PyTorch’s internals are unusually approachable for a system this load-bearing — the C++ source is readable, the dispatcher is introspectable, and the FX graph is a real Python object you can print. Spending a day reading them once pays back across every fusion , mixed-precision , and distributed debugging session for the rest of a career.
Go further
What's the dispatcher and why does it matter?
The dispatcher is the C++ machinery that turns a + b into the correct kernel call. When you write a + b, PyTorch consults a table keyed on the (op, dtype, device, layout, autograd-mode) tuple and picks the kernel — fp16 CUDA add, int8 CPU add, sparse-tensor add, autograd-enabled wrapper, etc. The dispatcher is also where autograd hooks itself in: there's a separate dispatch key for Autograd that, when set, wraps the kernel call in tape-recording machinery before delegating to the actual backend. Custom ops, vmap, functorch transforms, and meta tensors all extend the dispatcher with new keys. If you understand the dispatch table, you can read the stack trace of any PyTorch op and predict exactly which kernel ran.
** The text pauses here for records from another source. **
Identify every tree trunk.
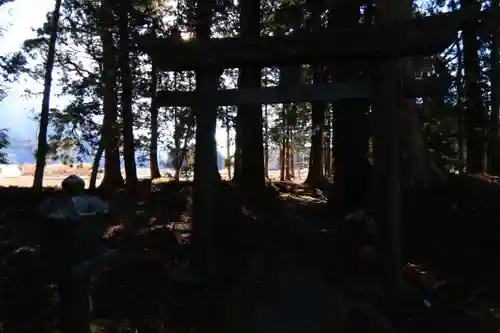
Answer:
[233,114,244,183]
[99,0,123,188]
[264,105,269,179]
[117,3,138,189]
[305,66,327,186]
[450,0,466,174]
[149,57,161,179]
[488,0,500,175]
[299,3,328,186]
[461,0,487,173]
[33,0,62,189]
[323,110,334,179]
[237,0,265,191]
[280,141,286,181]
[329,2,371,213]
[224,107,232,180]
[89,143,104,190]
[193,0,219,274]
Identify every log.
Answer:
[138,10,492,71]
[158,80,433,106]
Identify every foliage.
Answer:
[0,129,10,164]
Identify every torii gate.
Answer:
[139,5,498,289]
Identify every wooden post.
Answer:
[372,0,402,297]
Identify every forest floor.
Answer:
[0,169,307,188]
[0,176,500,333]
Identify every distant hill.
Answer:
[6,147,224,169]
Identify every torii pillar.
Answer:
[372,0,411,297]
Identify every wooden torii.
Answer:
[139,1,498,290]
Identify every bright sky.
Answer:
[0,0,230,160]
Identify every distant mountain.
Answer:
[6,146,224,170]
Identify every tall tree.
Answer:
[33,0,62,189]
[461,0,487,173]
[97,0,123,188]
[488,0,500,174]
[116,1,137,188]
[235,0,265,192]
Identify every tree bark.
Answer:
[33,0,62,189]
[117,3,138,189]
[149,60,161,179]
[488,0,500,175]
[237,0,265,193]
[193,0,220,275]
[461,0,487,173]
[89,143,104,190]
[99,0,123,188]
[305,4,328,186]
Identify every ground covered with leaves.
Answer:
[0,176,500,333]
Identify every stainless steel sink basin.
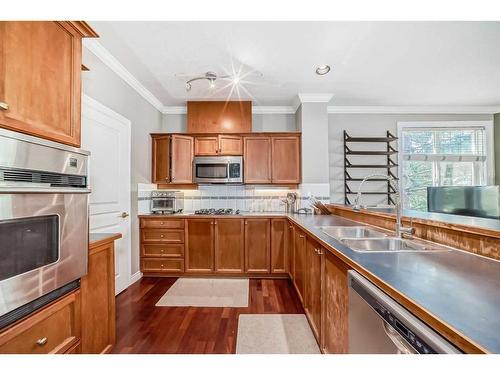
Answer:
[341,237,451,253]
[320,226,386,239]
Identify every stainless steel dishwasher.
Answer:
[348,271,461,354]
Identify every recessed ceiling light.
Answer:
[316,65,330,76]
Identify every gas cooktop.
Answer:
[194,208,240,215]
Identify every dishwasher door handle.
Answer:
[382,320,418,354]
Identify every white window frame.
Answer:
[397,120,495,206]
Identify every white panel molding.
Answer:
[83,38,164,112]
[297,93,333,103]
[328,106,500,115]
[162,106,297,115]
[129,271,142,285]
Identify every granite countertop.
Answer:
[139,212,500,353]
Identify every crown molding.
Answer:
[161,105,296,115]
[83,39,164,112]
[297,93,333,103]
[328,106,500,115]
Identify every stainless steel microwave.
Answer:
[193,156,243,184]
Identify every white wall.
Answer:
[328,114,492,204]
[82,48,162,274]
[162,114,297,133]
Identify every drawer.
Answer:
[141,243,184,258]
[0,291,80,354]
[141,218,184,229]
[141,229,184,243]
[142,258,184,272]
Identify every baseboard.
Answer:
[130,271,142,285]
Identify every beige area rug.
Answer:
[156,278,248,307]
[236,314,320,354]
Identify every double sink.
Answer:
[319,226,451,252]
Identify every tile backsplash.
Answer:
[138,184,330,214]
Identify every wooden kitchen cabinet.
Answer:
[243,136,271,184]
[185,219,215,273]
[321,251,349,354]
[170,135,194,184]
[271,219,289,273]
[80,236,121,354]
[140,216,186,276]
[187,101,252,133]
[293,228,306,304]
[151,135,170,184]
[0,290,81,354]
[304,238,324,342]
[245,218,271,273]
[215,218,245,273]
[271,136,300,184]
[194,134,243,156]
[0,21,97,147]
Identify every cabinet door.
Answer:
[81,242,115,354]
[321,251,349,354]
[305,238,323,342]
[219,134,243,155]
[152,135,170,184]
[194,137,219,156]
[293,229,306,303]
[0,21,81,147]
[215,219,245,273]
[170,135,193,184]
[272,136,300,184]
[243,137,271,184]
[271,219,288,273]
[187,101,252,133]
[185,219,215,273]
[245,219,271,273]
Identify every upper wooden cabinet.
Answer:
[151,134,194,184]
[243,136,271,184]
[194,134,243,156]
[271,136,300,184]
[170,135,194,184]
[243,134,300,184]
[0,21,97,147]
[187,101,252,133]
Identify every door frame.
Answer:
[81,93,131,294]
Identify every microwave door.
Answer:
[195,163,228,183]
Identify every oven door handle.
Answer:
[0,186,91,194]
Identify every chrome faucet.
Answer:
[353,174,414,238]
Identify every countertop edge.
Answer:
[89,233,122,250]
torch.compile replaces eager-mode op-by-op execution with graph-capture-then-optimize. TorchDynamo intercepts Python bytecode at function-call boundaries and traces through the function, building an FX graph of the tensor operations while specializing on shapes and Python control flow. That FX graph is handed to a backend — by default Inductor — which lowers it to Triton kernels (for GPU) or C++ kernels (for CPU), fusing pointwise ops, scheduling reductions, and inserting memory-layout transforms. The first call is slow (compilation); subsequent calls with the same shape signatures hit the cached kernel and run 30-100% faster than eager. The trade is debug-friendliness — you lose the per-op stack trace and gain a graph that's harder to introspect.
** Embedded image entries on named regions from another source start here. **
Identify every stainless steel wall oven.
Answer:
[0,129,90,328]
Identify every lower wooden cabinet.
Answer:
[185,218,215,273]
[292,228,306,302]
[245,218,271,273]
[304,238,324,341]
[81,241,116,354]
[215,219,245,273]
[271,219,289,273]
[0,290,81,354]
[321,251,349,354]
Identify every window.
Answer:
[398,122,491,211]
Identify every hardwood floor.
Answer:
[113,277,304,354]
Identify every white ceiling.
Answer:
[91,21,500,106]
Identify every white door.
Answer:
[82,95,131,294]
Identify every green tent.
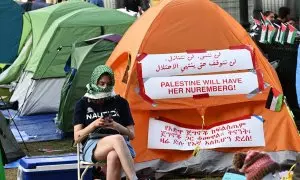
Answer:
[8,2,135,116]
[58,35,121,133]
[25,6,135,79]
[0,1,95,85]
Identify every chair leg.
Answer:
[80,165,93,180]
[77,144,81,180]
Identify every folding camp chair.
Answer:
[76,134,129,180]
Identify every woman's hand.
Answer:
[91,118,106,129]
[104,117,118,130]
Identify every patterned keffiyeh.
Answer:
[84,65,115,99]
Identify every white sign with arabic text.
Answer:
[139,49,254,78]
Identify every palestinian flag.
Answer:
[266,88,283,112]
[279,23,286,44]
[259,25,267,43]
[286,24,297,44]
[251,17,261,30]
[0,148,5,180]
[260,12,269,25]
[267,25,276,44]
[275,26,281,43]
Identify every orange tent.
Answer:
[107,0,300,173]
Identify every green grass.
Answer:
[5,139,76,180]
[5,139,222,180]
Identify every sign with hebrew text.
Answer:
[148,116,265,150]
[139,49,254,78]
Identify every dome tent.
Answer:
[107,0,300,175]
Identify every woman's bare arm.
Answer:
[74,118,105,143]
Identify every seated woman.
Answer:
[73,65,137,180]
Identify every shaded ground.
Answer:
[5,139,222,180]
[5,139,76,180]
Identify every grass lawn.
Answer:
[5,139,222,180]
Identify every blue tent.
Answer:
[0,0,23,64]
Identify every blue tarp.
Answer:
[1,110,63,142]
[296,44,300,107]
[0,0,23,64]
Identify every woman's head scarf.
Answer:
[84,65,115,99]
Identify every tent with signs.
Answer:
[106,0,300,176]
[56,34,121,133]
[5,2,135,116]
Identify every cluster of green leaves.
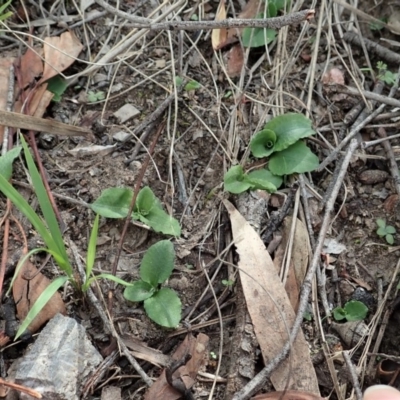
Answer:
[224,113,319,194]
[124,240,181,328]
[91,186,181,236]
[0,0,12,21]
[376,61,397,85]
[333,300,368,321]
[242,0,290,47]
[376,218,396,244]
[0,135,128,338]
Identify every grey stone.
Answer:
[15,314,103,400]
[114,104,140,124]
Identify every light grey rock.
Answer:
[15,314,103,400]
[114,104,140,124]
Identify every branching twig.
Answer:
[95,0,315,31]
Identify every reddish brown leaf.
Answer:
[41,32,83,82]
[226,44,244,78]
[21,48,43,89]
[145,333,209,400]
[13,260,66,333]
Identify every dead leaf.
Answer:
[13,260,67,333]
[144,333,209,400]
[40,31,83,82]
[224,200,319,394]
[21,48,43,89]
[274,216,309,312]
[251,390,325,400]
[121,334,170,367]
[211,0,228,50]
[226,44,244,78]
[0,110,92,136]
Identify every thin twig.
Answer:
[95,0,315,31]
[232,139,358,400]
[378,128,400,196]
[336,86,400,107]
[318,67,400,171]
[342,351,362,400]
[343,32,400,64]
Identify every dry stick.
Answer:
[336,86,400,107]
[69,240,153,387]
[318,67,400,171]
[343,32,400,64]
[342,351,362,400]
[95,0,315,31]
[232,139,358,400]
[378,128,400,196]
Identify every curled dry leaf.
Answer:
[211,0,228,50]
[251,390,325,400]
[321,68,344,85]
[13,260,67,333]
[144,333,209,400]
[40,31,83,82]
[274,216,309,312]
[224,200,319,394]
During the forward pass, every op on a tensor with requires_grad=True appends a node to the autograd graph: the node holds a reference to the inputs (or the saved subset needed for the backward) and a function that computes the gradient with respect to each input. The graph is dynamic — it's rebuilt every forward pass — which is what enables data-dependent control flow without a graph compiler. Calling .backward() traverses the graph in reverse topological order, calls each node's gradient function, and accumulates gradients into the leaf .grad attributes. Memory-wise, the saved tensors dominate: every intermediate that's needed for the backward stays alive until backward completes, which is why activations are the dominant memory cost during training and why gradient checkpointing is so useful.